One of the top-rated biking and hiking trails in America is the McKenzie River Trail in Eugene, Oregon. The riding season for the MRT is June-October, so now is the perfect time to get up there. There are mountain resorts waiting for guests, but they fill up quickly in peak seasons, so be sure to call ahead if you are making your way to the area for a weekend excursion. The entire forest is old growth and the waters within are the brightest of blue, with rushing white rapids from the river nearby. Travel through the trail until you reach Tamolitch Pool, which is a topaz-colored basin in which the waterfall flows into. It is called a pool because the fall only flows a select few times a year, and the remaining months it stays completely dry. The water is so blue and so clear that the pool looks to be only a few feet in depth, but is in fact over 30 feet deep! Take a dip after your ride, it will feel amazing.

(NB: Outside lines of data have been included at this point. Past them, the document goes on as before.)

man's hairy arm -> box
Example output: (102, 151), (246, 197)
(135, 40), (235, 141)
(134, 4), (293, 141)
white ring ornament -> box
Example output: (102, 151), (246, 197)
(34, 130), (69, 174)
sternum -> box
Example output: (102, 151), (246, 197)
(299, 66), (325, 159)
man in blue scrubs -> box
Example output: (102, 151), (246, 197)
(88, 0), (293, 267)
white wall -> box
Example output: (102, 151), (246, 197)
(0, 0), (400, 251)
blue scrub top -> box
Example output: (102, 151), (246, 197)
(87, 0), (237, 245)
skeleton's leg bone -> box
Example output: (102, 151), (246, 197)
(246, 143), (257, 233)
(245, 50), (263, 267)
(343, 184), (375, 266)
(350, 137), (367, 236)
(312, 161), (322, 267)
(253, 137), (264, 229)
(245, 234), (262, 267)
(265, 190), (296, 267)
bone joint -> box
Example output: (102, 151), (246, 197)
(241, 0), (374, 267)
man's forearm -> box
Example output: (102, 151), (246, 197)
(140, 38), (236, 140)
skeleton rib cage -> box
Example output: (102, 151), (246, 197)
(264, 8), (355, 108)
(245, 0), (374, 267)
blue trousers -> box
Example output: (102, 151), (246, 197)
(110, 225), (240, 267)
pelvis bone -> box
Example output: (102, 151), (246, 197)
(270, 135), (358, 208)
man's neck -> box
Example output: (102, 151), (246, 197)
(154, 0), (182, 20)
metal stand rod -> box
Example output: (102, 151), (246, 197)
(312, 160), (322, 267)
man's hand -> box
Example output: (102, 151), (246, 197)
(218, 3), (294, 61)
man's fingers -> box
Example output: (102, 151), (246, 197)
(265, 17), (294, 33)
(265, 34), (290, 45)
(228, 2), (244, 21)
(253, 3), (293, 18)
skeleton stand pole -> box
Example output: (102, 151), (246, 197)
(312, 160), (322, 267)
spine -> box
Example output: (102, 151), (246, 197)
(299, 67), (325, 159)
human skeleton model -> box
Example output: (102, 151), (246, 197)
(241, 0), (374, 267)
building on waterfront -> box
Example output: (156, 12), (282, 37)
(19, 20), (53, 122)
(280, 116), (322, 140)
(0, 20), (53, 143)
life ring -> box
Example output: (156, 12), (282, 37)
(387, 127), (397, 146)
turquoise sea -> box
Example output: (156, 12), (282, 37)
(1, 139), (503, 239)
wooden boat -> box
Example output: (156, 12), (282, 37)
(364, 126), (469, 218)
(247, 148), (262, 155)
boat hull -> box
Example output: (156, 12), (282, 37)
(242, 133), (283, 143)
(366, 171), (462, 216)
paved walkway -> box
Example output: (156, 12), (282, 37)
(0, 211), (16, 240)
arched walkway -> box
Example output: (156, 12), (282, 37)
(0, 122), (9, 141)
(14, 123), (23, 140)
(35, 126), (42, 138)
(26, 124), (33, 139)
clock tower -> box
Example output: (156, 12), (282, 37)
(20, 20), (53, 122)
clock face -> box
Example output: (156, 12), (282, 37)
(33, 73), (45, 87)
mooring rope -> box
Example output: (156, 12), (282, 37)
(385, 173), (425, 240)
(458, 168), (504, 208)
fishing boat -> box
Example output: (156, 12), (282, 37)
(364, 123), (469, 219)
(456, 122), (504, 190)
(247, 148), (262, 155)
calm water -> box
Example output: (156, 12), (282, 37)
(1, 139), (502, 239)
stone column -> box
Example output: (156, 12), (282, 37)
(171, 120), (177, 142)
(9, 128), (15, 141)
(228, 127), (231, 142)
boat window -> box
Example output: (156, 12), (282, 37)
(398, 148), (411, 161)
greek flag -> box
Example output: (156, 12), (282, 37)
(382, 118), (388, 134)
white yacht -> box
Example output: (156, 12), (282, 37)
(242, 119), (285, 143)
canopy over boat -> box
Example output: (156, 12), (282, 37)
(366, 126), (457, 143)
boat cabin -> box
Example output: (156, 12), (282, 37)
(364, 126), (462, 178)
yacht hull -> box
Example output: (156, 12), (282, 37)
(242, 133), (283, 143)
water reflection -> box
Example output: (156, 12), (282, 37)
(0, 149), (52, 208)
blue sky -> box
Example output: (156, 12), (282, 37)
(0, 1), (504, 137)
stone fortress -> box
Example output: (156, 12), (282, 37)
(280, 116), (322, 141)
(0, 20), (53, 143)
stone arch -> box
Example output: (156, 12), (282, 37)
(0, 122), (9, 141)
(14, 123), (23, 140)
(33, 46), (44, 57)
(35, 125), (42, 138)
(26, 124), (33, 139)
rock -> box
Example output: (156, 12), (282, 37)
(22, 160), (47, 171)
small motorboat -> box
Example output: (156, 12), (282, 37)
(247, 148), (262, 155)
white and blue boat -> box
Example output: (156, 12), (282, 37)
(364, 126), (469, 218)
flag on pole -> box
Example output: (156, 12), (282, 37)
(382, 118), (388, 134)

A moderate trail worth exploring is the Deep Step Trail in Sumter National Forest, South Carolina. The Deep Step Trail is part of the Forks Areas Trail System, and it is comprised of several hardcore loops and turns that will send you flying down to the bottom in no time at all. It is a steep climb to the summit, but it is also the shortest trail of the system, at only 5 miles long. This length, along with the options to follow different lines, makes Deep Step an ideal trail for beginners, as well as more experienced riders. If you enjoy Deep Step, the next challenge would be the Great Wall Trail (within the same Forks Area), which is about 3 miles longer than Deep Step, and more difficult to maneuver in certain areas.
If you are looking for an upstate trail that is friendly during the summer season, then make your way to the Finger Lakes Trail of New York. You will want to travel to Letchworth State Park for the FLT Branch that is open to biking during the summer, as most of the Finger Lakes Trail is closed to bikes. The season for bikes opens on the first of June, unless the grounds are dry enough to open earlier. The trail will start at the Hogsback Overlook parking lot and move inland, where it will follow closely the deepest part of the lower gorge – don’t look down! There are outstanding views from the side-trails that lead to small overlooks, and the pathway eventually leads to a “long decline.” The entire trail has been rated as difficult, and at just under 22 miles of pure flirtation with the plunging gorges and cliffs, we can see why. Don’t relax your muscles here; you are going to want to stay on top of things, literally.